Aborto, mancano medici e servizi. Regioni agiscano

 

Il Parlamento Europeo ha riconosciuto la salute sessuale e riproduttiva tra i diritti umani. Le violazioni della salute sessuale e riproduttiva delle donne costituiscono una forma di violenza nei confronti delle donne e delle ragazze e ostacolano il progresso verso la parità di genere.

Ecco perché ora i Paesi UE dovranno garantire l’accesso a una gamma ampia di servizi di alta qualità, completi e accessibili nel campo della salute sessuale e riproduttiva e dei relativi diritti e a rimuovere tutte le barriere giuridiche, politiche, finanziarie e di altro tipo che impediscono il pieno accesso alla salute sessuale e riproduttiva e ai relativi diritti per tutte le persone.

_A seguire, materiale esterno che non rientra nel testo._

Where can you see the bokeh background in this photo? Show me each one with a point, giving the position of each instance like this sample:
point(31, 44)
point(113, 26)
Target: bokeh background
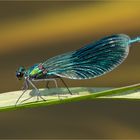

Anche per l’Italia è arrivato il momento di adeguarsi a quelle che sono le direttive europee in fatto di diritti alla salute sessuale e riproduttiva e superare le oggettive difficoltà all’accesso all’aborto. Mi rivolgo al Ministro Speranza e ai Presidenti di Regione in particolar modo a quelli del Piemonte, Umbria, Marche Abruzzo e ai candidati della regione Calabria. E’ giunto il momento di ripristinare i servizi alle donne sia nei consultori sia negli ospedali.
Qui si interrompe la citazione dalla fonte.